Dieser Papst akzeptiert andere Lebensgemeinschaften, predigt das Gegenteil eines Raffe-Schaffe-Häusle-Baue, behauptet nicht sündenfrei zu sein und fährt nach Lampedusa, um die Festung Europa (nicht die eines virtuellen Abendlandes dahinter) anzuprangern.
Dieser Papst ist das (öffentliche) Gegenteil eines Frömmlers, der sein Christentum für politische Zwecke missbraucht, sondern einer, der an der Seite Jesu den Tempel von jenen Geschäftemachern und Wichtigtuern befreit hätte, die mit ihrer Version des Katholizismus den Glauben hierzulande in einer Geiselhaft halten, den die Grundidee dieser Religion wahrlich nicht verdient hat.

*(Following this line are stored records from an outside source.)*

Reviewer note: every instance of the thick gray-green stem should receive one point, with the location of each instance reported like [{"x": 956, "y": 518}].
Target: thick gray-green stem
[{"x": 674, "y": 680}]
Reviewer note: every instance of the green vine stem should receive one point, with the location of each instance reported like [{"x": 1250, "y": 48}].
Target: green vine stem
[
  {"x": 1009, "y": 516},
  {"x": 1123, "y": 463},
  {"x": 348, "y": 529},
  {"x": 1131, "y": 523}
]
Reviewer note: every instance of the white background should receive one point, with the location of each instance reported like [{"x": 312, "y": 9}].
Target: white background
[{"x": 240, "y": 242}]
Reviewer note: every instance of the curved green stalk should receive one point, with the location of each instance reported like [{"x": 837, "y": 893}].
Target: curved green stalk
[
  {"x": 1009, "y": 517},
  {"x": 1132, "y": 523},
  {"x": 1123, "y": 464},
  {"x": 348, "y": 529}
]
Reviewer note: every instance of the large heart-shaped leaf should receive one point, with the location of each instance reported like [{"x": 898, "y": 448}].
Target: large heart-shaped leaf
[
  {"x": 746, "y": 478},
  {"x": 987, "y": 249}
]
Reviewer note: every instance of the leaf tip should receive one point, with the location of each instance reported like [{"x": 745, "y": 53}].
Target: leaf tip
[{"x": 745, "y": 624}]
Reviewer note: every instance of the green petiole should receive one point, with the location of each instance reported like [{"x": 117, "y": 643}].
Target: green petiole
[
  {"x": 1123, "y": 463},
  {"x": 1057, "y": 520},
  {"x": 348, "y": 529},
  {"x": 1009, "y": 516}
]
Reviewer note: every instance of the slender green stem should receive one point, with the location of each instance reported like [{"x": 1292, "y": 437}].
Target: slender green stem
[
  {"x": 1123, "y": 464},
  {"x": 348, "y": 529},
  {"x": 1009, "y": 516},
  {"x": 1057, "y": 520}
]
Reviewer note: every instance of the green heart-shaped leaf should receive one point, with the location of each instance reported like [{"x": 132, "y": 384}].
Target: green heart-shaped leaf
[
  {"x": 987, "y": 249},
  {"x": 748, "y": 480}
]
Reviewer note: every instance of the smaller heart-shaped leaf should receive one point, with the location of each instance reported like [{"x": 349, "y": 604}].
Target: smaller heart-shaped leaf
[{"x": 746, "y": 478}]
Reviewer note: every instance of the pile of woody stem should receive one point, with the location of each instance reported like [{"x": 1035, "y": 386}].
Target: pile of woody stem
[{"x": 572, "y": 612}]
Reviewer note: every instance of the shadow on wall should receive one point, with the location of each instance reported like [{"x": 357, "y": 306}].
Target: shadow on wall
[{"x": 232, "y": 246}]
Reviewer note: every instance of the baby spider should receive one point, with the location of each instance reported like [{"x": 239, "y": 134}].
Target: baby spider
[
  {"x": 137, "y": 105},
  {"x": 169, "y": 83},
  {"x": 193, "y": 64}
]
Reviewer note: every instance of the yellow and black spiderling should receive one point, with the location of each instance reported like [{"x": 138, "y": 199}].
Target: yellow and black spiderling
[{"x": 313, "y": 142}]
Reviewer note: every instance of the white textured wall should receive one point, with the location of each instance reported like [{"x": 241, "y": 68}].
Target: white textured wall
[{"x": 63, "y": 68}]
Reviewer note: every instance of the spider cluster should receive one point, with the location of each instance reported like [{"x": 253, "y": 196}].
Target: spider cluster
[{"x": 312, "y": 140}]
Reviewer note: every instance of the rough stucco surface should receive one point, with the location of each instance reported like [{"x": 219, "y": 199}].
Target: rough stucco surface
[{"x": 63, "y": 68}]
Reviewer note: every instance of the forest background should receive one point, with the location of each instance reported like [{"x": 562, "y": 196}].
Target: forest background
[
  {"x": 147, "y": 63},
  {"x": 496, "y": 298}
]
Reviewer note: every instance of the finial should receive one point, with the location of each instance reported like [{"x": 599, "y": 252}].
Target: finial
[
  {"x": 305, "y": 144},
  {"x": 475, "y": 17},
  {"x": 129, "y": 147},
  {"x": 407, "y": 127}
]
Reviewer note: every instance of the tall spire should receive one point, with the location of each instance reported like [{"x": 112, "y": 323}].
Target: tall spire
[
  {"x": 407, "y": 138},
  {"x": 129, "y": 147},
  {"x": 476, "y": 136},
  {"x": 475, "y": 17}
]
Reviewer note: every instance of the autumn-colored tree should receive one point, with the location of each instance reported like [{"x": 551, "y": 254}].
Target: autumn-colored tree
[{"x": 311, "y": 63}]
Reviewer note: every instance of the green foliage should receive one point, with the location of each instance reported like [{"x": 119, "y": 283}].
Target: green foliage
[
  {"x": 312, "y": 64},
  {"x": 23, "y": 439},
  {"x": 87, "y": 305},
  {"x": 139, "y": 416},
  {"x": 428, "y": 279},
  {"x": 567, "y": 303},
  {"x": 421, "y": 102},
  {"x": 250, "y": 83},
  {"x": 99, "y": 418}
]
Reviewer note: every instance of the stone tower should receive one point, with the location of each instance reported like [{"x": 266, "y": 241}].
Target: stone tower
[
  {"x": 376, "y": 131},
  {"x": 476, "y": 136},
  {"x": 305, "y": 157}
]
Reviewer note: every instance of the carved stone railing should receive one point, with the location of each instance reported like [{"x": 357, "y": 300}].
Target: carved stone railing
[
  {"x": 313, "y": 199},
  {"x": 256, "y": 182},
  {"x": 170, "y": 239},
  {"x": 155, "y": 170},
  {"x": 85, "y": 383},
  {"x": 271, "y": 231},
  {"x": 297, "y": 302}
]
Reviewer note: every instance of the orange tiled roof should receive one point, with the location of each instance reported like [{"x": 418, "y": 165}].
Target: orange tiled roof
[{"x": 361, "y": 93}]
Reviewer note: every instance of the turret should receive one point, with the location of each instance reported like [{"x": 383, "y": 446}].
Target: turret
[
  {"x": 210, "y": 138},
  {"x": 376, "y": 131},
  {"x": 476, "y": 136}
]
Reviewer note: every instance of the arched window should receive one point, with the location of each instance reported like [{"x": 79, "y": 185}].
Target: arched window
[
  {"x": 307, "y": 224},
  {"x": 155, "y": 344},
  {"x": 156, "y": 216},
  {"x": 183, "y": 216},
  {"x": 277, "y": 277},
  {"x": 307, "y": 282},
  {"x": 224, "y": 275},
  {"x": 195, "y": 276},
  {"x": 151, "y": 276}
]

Dass es hierzulande bis auf die erwähnte Caritas keine Entsprechung, keine gesellschaftliche Kraft gibt, die einen solchen zeitgemäßen Ansatz in eine politische, wahrhaft christlich-demokratische Ideologie überführt, ist angesichts der bürgerlichen Sonntagspredigten, der zynischen Doppelmoral der lokalen Machthaber und der an jeder Realität vorbeilebenden Amtskirche eine logische, aber tieftraurige Realität.